Quesito

Gentile Padre Angelo
le ho già scritto una volta e la sua risposta mi è stata di grande aiuto.
Ora ho ancora bisogno di lei.
Da un pò di tempo grazie a un amico ho riscoperto il gusto della preghiera, una preghiera semplice spontanea, a volte fatta in chiesa rivolta a Maria o a Gesù con la quale non chiedo nulla perchè penso che Lei sa già tutto di me conosce le mie pene le mie paure, attraverso la quale invoco solo la sua protezione affinché io possa essere serena per poter offrire la mia serenità agli altri.
Sono uscita da una brutto periodo di depressione, ma la cosa che mi ha molto provato è constatare che Maria non ha ascoltato mai le mie richieste più specifiche.
Malgrado ciò continuo a pregare, ultimamente senza formulare richieste esplicite proprio per il timore di esserne delusa, e infatti proprio ieri a poche ore dalla mia preghiera ho avuto una bruttissima notizia relativamente al problema che più mi angosciava.
Mi sono chiesta perchè Maria non mi ascolta? ha forse bisogno di essere implorata? Forse prego in modo sbagliato, forse non gradisce che io mi senta per lungo tempo serena e ha bisogno di sottopormi sempre a nuove prove? Esiste un modo di pregare affinché Lei possa esaudire le nostre (oneste logicamente) richieste?
La mia vita è sempre costellata di ostacoli e ogni volta che credo di aver raggiunto la quiete vengo di nuovo colpita da un fulmine.
Scusi la prolissità spero di non averla annoiata.
Rosa


Risposta del sacerdote

Carissima Rosa,
i motivi per cui non veniamo esauditi possono essere svariati.
Talvolta la nostra preghiera non è perseverante e non è accompagnata dall’esercizio delle virtù.
Sappiamo che la preghiera non serve a istruire Dio, ma a costruire noi. E allora se non veniamo esauditi dobbiamo domandarci: forse c’è qualcosa che non va nella nostra vita e che deve essere cambiato.
Qualche altra volta non veniamo esauditi perché a noi sembra di chiedere cose buone, ma in realtà quello che chiediamo non è utile per la nostra salvezza.
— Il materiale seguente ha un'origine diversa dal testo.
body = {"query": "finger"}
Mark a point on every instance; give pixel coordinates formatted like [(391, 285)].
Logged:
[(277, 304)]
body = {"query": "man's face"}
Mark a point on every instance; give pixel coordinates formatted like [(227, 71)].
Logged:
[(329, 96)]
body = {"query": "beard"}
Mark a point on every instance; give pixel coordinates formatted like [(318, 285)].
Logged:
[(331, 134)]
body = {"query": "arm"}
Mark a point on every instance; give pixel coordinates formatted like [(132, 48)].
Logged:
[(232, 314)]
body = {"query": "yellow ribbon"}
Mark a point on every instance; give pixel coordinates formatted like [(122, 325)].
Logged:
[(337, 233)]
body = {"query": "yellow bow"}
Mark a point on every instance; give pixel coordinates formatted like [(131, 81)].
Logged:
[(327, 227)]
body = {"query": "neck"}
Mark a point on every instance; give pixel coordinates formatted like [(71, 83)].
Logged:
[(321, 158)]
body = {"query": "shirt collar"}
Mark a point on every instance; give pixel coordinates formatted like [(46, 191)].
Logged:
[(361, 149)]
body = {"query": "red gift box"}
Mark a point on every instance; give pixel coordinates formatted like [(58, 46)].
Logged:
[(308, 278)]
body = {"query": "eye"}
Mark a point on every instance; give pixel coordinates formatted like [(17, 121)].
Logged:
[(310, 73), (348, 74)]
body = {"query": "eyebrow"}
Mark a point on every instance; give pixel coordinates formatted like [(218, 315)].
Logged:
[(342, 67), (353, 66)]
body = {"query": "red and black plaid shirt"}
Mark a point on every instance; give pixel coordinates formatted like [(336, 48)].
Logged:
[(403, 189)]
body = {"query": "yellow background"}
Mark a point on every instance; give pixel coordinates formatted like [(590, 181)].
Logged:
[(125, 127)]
È stato questo il caso di san Paolo che così scrive: “Perché non montassi in superbia per la grandezza delle rivelazioni, mi è stata messa una spina nella carne, un inviato di satana incaricato di schiaffeggiarmi, perché io non vada in superbia. A causa di questo per ben tre volte ho pregato il Signore che l’allontanasse da me. Ed egli mi ha detto: «Ti basta la mia grazia; la mia potenza infatti si manifesta pienamente nella debolezza»” (2 Cor 12,7-9).
Qualche altra volta la nostra preghiera è indirizzata al bene del nostro prossimo, ma il nostro prossimo non si dispone a ricevere le grazie che Dio gli vuole dare.
In ogni caso non dobbiamo dimenticare che il Signore nella preghiera del Padre nostro ci ha insegnato a dire così: “Sia fatta la tua volontà come in cielo così in terra”. Il Signore sa meglio di noi qual è il nostro bene. E in definitiva dobbiamo chinarci davanti a Lui e adorare la sua volontà, la quale è sempre più lungimirante e migliore della nostra.

Ti seguo con la preghiera e ti benedico.